インフォグラフィック「Red Wine Infographic: Everything You Need to Know about Red Wine」など、複数の記事・書籍を参考にして世界各国の赤ワイン事情を取り上げていく本連載。今回はここ20年近くで、赤ワインの醸造並びに国際的評価を伸ばしているオーストリアとドイツを取り上げる。
固有品種とピノ・ノワールが特徴のオーストリア
オーストリアは、北緯47~48度に位置し、北にドイツ、南にイタリアの国境を接する。気候帯は冬と夏の温度差が激しい大陸性気候に属する。

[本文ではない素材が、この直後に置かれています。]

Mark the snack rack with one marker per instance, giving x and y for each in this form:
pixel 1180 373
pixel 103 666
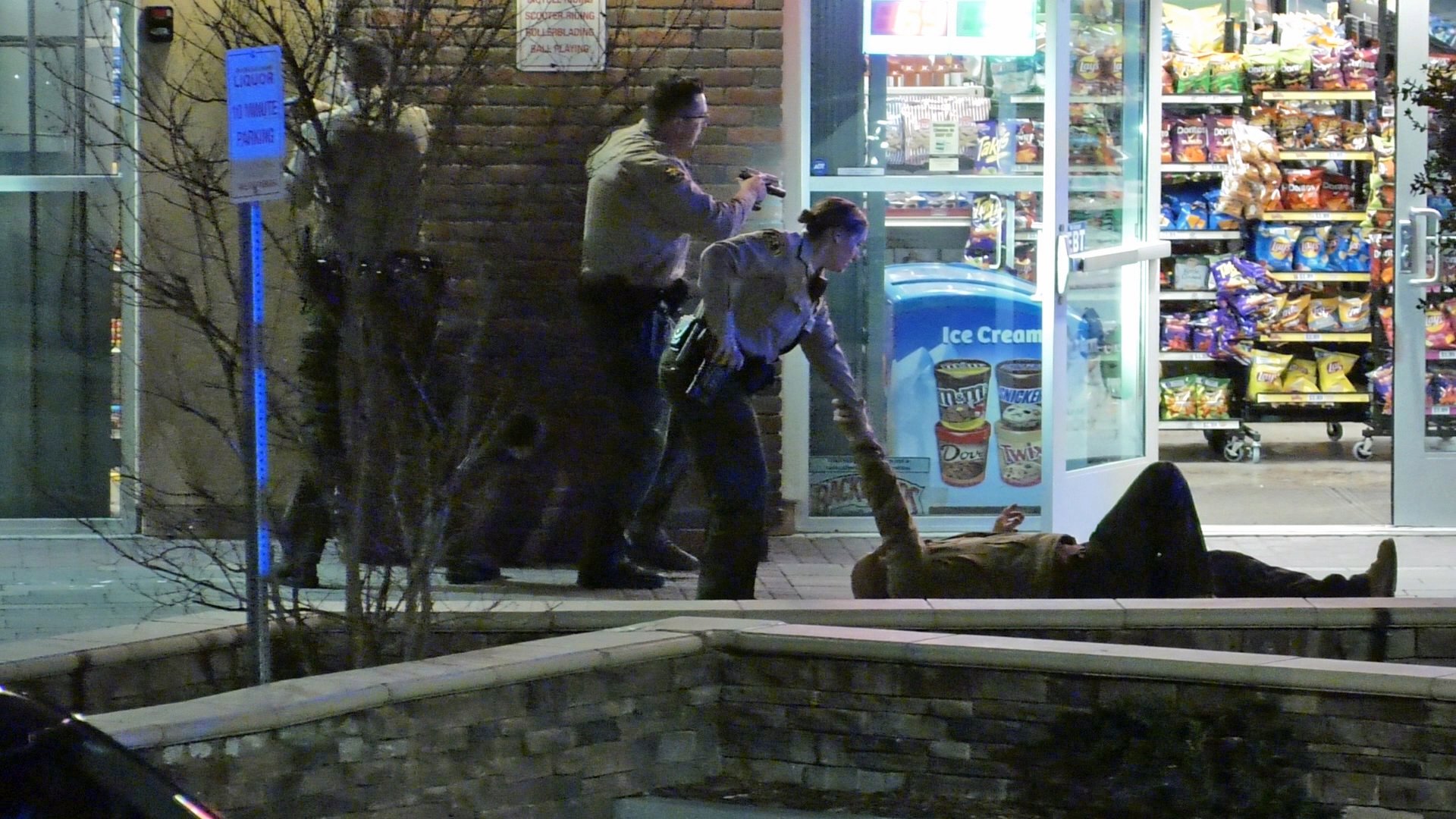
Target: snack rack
pixel 1235 438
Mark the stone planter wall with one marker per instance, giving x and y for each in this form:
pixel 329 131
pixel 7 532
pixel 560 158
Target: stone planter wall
pixel 565 726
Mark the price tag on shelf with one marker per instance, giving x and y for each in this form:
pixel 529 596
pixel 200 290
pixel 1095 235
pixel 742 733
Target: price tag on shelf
pixel 946 139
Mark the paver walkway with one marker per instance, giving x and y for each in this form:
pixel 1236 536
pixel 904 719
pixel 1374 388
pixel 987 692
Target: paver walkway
pixel 61 585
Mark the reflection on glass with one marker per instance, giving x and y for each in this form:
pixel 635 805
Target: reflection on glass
pixel 1109 107
pixel 1104 379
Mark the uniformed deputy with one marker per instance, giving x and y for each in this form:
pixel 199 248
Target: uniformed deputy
pixel 764 293
pixel 642 209
pixel 356 183
pixel 1147 545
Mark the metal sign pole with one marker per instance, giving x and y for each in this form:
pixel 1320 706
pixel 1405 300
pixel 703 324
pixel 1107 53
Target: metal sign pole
pixel 255 438
pixel 255 149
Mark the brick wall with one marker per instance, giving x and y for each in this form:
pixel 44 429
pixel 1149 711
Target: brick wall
pixel 449 738
pixel 509 205
pixel 910 727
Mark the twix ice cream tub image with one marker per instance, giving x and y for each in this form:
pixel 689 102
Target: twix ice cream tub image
pixel 1019 455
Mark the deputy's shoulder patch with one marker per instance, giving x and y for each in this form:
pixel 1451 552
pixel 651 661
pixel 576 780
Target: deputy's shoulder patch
pixel 777 242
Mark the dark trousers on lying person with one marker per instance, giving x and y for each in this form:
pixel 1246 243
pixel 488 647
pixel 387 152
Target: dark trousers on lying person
pixel 1150 545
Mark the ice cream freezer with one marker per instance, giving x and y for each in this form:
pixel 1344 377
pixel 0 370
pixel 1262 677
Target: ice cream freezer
pixel 963 376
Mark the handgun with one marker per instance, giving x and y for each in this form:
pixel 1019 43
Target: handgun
pixel 774 190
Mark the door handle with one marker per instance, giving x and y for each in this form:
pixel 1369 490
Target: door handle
pixel 1426 234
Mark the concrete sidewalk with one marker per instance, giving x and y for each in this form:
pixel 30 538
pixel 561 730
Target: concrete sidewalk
pixel 61 585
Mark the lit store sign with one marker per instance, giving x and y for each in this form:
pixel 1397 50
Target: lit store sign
pixel 998 28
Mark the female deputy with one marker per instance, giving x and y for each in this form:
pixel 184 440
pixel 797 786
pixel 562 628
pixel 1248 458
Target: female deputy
pixel 764 293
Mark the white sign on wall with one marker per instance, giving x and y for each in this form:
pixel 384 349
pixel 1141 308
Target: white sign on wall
pixel 561 36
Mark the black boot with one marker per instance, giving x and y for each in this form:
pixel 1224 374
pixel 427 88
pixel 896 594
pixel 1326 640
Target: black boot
pixel 610 569
pixel 655 550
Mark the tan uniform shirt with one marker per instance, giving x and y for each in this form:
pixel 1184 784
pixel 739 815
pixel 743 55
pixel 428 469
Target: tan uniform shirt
pixel 357 187
pixel 642 209
pixel 756 292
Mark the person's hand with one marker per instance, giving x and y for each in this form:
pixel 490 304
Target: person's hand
pixel 854 422
pixel 727 354
pixel 758 186
pixel 1009 519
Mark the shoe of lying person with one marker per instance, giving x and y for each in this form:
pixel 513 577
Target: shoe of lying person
pixel 1382 572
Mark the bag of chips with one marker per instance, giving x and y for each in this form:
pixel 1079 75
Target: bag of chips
pixel 1382 384
pixel 1360 69
pixel 1292 127
pixel 1012 74
pixel 1439 330
pixel 1327 72
pixel 1190 136
pixel 1334 371
pixel 1177 334
pixel 1274 246
pixel 1354 134
pixel 1194 31
pixel 1180 398
pixel 1232 279
pixel 1302 375
pixel 1292 315
pixel 1220 136
pixel 1443 387
pixel 1266 372
pixel 1201 331
pixel 1327 131
pixel 1354 312
pixel 1340 193
pixel 1304 188
pixel 1213 398
pixel 1382 259
pixel 1261 67
pixel 1323 315
pixel 1226 74
pixel 1191 74
pixel 1312 248
pixel 1294 67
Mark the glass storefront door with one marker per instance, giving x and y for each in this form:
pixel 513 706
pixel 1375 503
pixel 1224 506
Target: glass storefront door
pixel 1097 299
pixel 1424 283
pixel 971 140
pixel 61 213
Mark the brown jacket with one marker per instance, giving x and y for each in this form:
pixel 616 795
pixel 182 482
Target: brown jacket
pixel 976 564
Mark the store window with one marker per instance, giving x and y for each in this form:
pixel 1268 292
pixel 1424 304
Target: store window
pixel 60 228
pixel 935 118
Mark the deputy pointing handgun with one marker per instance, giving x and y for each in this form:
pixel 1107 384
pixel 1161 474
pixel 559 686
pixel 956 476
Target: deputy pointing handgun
pixel 642 209
pixel 764 295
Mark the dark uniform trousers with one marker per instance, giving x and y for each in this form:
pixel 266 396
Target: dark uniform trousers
pixel 400 297
pixel 723 438
pixel 1150 545
pixel 629 328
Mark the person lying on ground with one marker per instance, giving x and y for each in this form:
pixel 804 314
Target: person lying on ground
pixel 1147 545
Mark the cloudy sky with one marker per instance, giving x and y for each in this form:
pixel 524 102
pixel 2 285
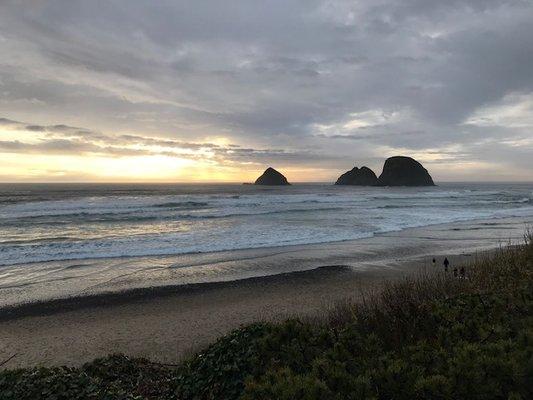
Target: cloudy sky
pixel 169 90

オーストリアには35品種のぶどうが栽培されており、そのうち13種類が赤ワイン用品種として認められている。栽培は、主にオーストリア南西部に位置するブルゲンラント州で行われている。
白ワイン種のぶどう栽培が盛んな国ではあるが、赤ワインの生産はここ20年で倍になり、赤ワイン用ぶどうの栽培は、ぶどう栽培総面積の3分の1を占めるまでに成長した。
赤ワイン用の主要ぶどう品種は以下の通りだ。
ツヴァイゲルト
オーストリアの固有品種で、オーストリアの赤ワイン用品種としては最も生産が多い。チェリーやベリーなどの森の果実を思わせる豊かなアロマが特徴。3~5年の熟成で飲む若飲み用のワインだ。
ブラウフレンキッシュ
こちらは長期熟成に向いている、やはりオーストリアの固有品種だ。フルーティーかつ、ハーブ香、スパイス香も感じられる。そのバランスの取れた果実味と個性的アロマが、様々な食事とあわせやすくしてくれる。
サン・ローラン
原産地はフランスで、ピノ・ノワールの一種である。ベリーや干し肉のような野性味のあるフレーバーが特徴で、タンニンがしっかりと感じられ、香り高い濃醇な赤ワインが造られる。
ブラウブルグンダー
こちらもフランスが原産のピノ・ノワール。イチゴ、ラズベリー、チェリー、ドライプラムなどの香りと、あまり濃くない色合いが特徴。
ワイン生産世界最北端の国、ドイツ
ドイツの主なワイン生産地は、北緯47~52度に位置し、ワイン生産地の中では世界最北端にある。
ドイツは白ワインで有名であるが、それは赤ワインの人気がないということを意味しない。赤ワイン用のぶどう栽培には、果皮に十分な色素が生成、凝集させるために、たっぷりの太陽光を必要とする。高緯度にあるドイツでは、通常の赤ワイン用品種の栽培は困難だったのだ。
しかし、現在、品種改良が進み、この問題を解決しつつある。
ドイツで最も多く栽培されている赤ワイン用品種はシュペートブルグンダーである。これはドイツ語でピノ・ノワールのことだ。ちなみにシュペートはドイツ語で「晩熟の」、ブルグンダーは「ブルゴーニュのもの」を意味する。
イチゴ、チェリー、木イチゴ、スグリなどの赤系果実を感じさせるエレガントな味わいが特徴となっている。